GIST-small-Embedding-v0
Property | Value |
---|---|
Parameter Count | 33.4M |
License | MIT |
Paper | GISTEmbed Paper |
Base Model | BAAI/bge-small-en-v1.5 |
What is GIST-small-Embedding-v0?
GIST-small-Embedding-v0 is a specialized text embedding model that implements the Guided In-sample Selection of Training Negatives (GIST) approach. Fine-tuned on the BAAI/bge-small-en-v1.5 base model, it leverages both the MEDI dataset and MTEB Classification training data to generate high-quality text embeddings without requiring explicit instructions.
Implementation Details
The model was trained with specific parameters including 40 epochs, 0.1 warmup ratio, and 5e-6 learning rate. It employs a contrastive loss temperature of 0.01 and uses a batch size of 16. The architecture is optimized for generating semantic embeddings that can be used directly for various NLP tasks.

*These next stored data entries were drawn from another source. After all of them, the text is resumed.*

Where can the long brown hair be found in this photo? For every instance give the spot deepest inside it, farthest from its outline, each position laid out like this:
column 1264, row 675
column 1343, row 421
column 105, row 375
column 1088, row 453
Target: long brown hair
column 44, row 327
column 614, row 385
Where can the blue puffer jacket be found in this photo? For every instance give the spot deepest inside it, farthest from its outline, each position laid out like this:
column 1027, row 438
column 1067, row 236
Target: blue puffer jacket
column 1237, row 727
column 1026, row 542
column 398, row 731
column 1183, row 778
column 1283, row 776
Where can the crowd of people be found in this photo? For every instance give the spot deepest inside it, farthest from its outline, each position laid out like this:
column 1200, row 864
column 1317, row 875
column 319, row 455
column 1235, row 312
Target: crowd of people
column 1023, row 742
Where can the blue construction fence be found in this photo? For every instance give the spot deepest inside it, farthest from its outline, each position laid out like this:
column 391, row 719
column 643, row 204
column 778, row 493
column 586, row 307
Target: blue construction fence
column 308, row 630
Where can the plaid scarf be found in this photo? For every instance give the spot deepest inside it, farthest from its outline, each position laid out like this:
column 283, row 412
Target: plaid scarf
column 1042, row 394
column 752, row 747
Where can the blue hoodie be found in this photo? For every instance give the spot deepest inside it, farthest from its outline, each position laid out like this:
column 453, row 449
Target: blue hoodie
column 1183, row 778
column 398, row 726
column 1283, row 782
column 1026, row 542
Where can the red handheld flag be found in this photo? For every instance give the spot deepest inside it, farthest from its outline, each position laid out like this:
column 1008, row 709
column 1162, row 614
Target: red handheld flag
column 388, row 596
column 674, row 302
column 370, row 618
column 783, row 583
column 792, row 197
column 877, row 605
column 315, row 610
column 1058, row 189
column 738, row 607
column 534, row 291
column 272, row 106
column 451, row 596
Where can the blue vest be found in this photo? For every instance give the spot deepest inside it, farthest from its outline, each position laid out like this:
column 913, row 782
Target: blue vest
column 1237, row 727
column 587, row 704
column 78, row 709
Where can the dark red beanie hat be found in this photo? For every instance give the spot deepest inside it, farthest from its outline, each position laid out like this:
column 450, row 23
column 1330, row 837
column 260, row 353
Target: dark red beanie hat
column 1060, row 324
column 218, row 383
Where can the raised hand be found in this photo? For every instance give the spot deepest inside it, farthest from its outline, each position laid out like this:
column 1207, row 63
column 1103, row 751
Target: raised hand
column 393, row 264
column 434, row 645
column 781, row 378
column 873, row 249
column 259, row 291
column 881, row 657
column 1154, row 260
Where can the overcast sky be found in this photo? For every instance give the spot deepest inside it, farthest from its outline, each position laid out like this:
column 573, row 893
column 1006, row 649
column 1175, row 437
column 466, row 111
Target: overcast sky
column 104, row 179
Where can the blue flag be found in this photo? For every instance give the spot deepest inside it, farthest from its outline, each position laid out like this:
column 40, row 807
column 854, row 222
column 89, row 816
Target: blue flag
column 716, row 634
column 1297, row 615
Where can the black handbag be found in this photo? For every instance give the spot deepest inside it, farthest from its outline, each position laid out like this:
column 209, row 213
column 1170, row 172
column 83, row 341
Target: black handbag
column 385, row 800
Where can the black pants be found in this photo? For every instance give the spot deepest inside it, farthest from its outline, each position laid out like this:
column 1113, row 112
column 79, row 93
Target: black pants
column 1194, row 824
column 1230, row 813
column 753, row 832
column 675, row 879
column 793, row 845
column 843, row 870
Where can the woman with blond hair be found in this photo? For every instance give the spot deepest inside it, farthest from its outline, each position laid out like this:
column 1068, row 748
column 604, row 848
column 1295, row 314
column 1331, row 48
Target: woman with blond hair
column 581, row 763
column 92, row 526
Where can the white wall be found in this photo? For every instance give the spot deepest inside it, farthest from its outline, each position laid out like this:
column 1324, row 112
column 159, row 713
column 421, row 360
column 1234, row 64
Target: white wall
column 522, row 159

- No instruction required for embedding generation
- Trained on combined MEDI and MTEB Classification datasets
- Optimized checkpoint selection at 102,000 steps
Core Capabilities
- Strong performance in semantic similarity tasks
- Effective for classification and clustering applications
- Robust performance in retrieval tasks
- High accuracy in pair classification scenarios
Frequently Asked Questions
Q: What makes this model unique?
The model's uniqueness lies in its ability to generate high-quality embeddings without requiring instructions, while leveraging the GIST approach for optimal negative sample selection during training. This makes it particularly efficient for practical applications.
Q: What are the recommended use cases?
The model excels in semantic similarity tasks, document retrieval, clustering, and classification applications. It's particularly well-suited for scenarios where instruction-free embedding generation is desired.